Atleta e allenatrice per trasmettere la propria passione
«Ho scelto il tennis tavolo perché mi permetteva di competere contro atleti normodotati». Negli anni ’80 Patrizia Saccà ha cominciato con questo pensiero un viaggio lunghissimo, passato attraverso diciotto titoli italiani, numerosi podi a Campionati Europei e Mondiali, una medaglia alle Paralimpiadi di Barcellona del 1992 – il bronzo a squadre – e un’altra partecipazione ai Giochi Paralimpici, a Pechino nel 2008. Patrizia ha sempre praticato sport. Fin da bambina, quando sognava di diventare una ballerina e soprattutto un’amazzone; e poi anche in carrozzina, dopo l’incidente, sperimentando atletica, basket, tiro con l’arco e nuoto. Scelse il tennis tavolo perché poteva confrontarsi contro avversari normodotati, come in una sorta di rivincita nei confronti della sua disabilità. È stata una delle prime atlete a giocare a buoni livelli in tornei misti, contribuendo ad abbattere pregiudizi e aprendo nuove possibilità nello sport paralimpico. Nel 2000 è diventata allenatrice, per avvicinare i ragazzi all’attività motoria e regalare a persone in carrozzina uno svago e una nuova vita.

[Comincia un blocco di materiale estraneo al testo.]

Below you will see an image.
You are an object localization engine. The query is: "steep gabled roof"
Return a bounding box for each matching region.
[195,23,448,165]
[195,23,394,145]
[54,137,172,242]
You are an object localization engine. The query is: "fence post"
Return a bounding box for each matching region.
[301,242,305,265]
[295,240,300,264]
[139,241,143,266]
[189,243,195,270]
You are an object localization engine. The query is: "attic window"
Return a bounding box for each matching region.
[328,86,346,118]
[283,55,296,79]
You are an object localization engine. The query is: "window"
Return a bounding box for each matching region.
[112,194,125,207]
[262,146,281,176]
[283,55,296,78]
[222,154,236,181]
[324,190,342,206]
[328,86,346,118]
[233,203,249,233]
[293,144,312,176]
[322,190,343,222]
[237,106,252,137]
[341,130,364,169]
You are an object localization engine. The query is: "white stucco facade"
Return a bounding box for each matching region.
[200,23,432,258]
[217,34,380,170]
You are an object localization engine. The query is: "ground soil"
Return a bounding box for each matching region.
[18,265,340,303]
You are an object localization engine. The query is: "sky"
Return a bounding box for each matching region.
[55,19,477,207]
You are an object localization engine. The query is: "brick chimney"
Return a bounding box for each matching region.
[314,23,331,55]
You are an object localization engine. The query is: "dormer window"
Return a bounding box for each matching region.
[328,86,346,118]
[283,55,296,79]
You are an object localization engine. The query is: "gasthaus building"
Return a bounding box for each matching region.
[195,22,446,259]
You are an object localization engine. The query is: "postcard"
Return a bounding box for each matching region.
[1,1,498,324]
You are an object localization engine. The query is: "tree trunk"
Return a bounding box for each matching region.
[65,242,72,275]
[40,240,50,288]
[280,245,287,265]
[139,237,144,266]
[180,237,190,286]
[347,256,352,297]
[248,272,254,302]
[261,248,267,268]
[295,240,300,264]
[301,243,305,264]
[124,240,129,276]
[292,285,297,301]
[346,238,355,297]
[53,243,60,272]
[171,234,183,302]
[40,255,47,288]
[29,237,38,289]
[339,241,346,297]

«La mia medaglia più bella è stata proprio la possibilità di insegnare – afferma – cerco di trasmettere l’agonismo, che mi ha regalato libertà e indipendenza, ma soprattutto la mia passione per lo sport. Il tennis tavolo, in particolare, allena i riflessi, l’attenzione, la coordinazione e la velocità senza grandi stress fisici; è perfetto in fase di riabilitazione, perché aiuta a riscoprire il proprio corpo dopo il trauma. E poi è un gioco e come tale genera divertimento e benessere». Un benessere simile Patrizia l’ha trovato nello yoga, che pratica da ventisette anni e di cui è istruttrice dal dicembre scorso. «L’unione che da giocatrice trovavo con racchetta e pallina l’ho ritrovata con me stessa – spiega – è una disciplina che dà consapevolezza, grazie alla cura della respirazione e all’ascolto del proprio corpo. Negli anni ’90 mi sono impegnata tanto affinché il tennis tavolo fosse unico per persone disabili e normodotate; lo stesso vale ora per lo yoga, che è armonia e incontro con il cuore».